Yoko non mi fece più domande e non appena suonò il campanello andai ad aprire seguito da Yoko checontinuò a sospirare, sopratutto non appena incrociò lo sguardo di Nageshi.
Lo feci accomodare in cucina, mentre Toshio e Saito parlavano allegramente fra di loro, Saito vedendo entrare il suo datore di lavoro tornò ad essere una sorta di soldatino di piombo, sempre sull' attenti e con un' espressione esageratamente seria.
“Com'è andato il viaggio?” gli chiesi sorridendo più del necessario poiché ero piuttosto agitato, temevo che potesse venir a sapere di cosa io e sua figlia avessimo fatto un momento prima, mentre lui era ad aspettarmi alla stazione.
“Bene...anche se ho dovuto prendere un taxi dato che qualcuno si è scordato di venirmi a prendere...” disse canzonatorio.
“Mi scusi, mi era sfuggito” affermai muovendo convulsamente la gamba per il nervosismo.

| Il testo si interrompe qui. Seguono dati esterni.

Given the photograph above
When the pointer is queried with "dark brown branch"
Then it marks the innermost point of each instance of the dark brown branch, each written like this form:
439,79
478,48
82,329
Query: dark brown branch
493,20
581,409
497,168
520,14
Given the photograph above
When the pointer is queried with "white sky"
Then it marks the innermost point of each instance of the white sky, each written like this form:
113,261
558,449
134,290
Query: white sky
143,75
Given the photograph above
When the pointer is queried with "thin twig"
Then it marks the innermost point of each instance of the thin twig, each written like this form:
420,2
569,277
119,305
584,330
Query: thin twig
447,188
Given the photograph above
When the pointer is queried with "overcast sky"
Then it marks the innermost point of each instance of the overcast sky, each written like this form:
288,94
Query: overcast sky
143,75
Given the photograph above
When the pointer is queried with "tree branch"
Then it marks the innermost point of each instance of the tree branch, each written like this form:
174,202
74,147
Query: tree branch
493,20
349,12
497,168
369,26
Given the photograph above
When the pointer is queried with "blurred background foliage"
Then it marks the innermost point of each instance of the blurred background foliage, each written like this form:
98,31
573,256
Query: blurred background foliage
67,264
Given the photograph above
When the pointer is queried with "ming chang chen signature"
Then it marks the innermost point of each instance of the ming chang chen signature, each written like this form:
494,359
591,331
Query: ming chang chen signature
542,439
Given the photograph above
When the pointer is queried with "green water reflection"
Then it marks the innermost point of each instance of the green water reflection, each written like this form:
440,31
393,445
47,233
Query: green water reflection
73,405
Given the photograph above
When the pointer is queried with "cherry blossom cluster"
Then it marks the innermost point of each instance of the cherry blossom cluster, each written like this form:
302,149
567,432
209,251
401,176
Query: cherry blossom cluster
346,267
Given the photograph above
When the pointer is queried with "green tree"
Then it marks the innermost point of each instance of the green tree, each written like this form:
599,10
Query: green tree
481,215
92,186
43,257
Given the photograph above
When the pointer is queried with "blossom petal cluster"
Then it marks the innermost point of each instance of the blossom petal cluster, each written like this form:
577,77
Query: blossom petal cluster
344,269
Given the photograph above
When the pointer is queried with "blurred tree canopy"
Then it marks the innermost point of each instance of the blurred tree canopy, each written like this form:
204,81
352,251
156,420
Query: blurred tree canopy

“Non importa...Kuso” affermò divertito.
“Eh ma questi nomi dobbiamo rivederli!” affermai scocciato, mentre Toshio protestava insieme a me, poi guardò verso la direzione di Saito e poi si voltò verso Yoko.
“Come stai?” chiese osservando la sua espressione corrucciata.
Yoko lo guardò interdetta, poi gli rispose con impertinenza “Non sono affari suoi!”
Io lanciai uno sguardo di rimprovero verso Yoko, per dirle di non comportarsi in quel modo perché era suo padre l'uomo al quale stava rispondendo male, ma lei continuò ignorando i miei sguardi.
“Hai un bel caratterino...” disse il padre ridendo.
“No, è che lei appartiene alla categoria di uomini che non sopporto...” affermò indispettita.
“Non ami i politici, bene neanch'io!” esclamò sorridendo.
“Come fa un politico ad odiare i politici?” chiese confusa.
“Vedi, il motivo per il quale ho deciso di candidarmi, è stato perché volevo che nel nostro paese ci fosse qualcuno che si interessasse davvero al benessere del paese... e così ho voluto impegnarmi seriamente per diventare quella persona, ma purtroppo le persone si lasciano ingannare dalle grandiosi promesse dei politici come Keitawa” affermò con un espressione delusa.
“Tu credi di essere così diverso da lui, ma secondo me le tue sono solo delle belle parole come le sue che non hanno un briciolo di verità!” affermò non avendo alcuna intenzione di credergli.
Mi intromisi notando l' espressione di Nageshi farsi triste di fronte le parole aspre della figlia, così dissi “Non tutti i politici sono come Keitawa”
Nonostante conoscessi poco Nageshi, ero certo che non era una cattiva persona, dal suo modo di fare, dai suoi gesti e dalle sue parole, ogni cosa in lui era spontanea, inoltre sapevo quanto si preoccupasse per Yoko, quando mi chiamava, mi chiedeva sempre di lei,cosa faceva, come stava e se andava bene a scuola,voleva sapere ogni cosa e ogni minimo dettaglio sulla sua bambina.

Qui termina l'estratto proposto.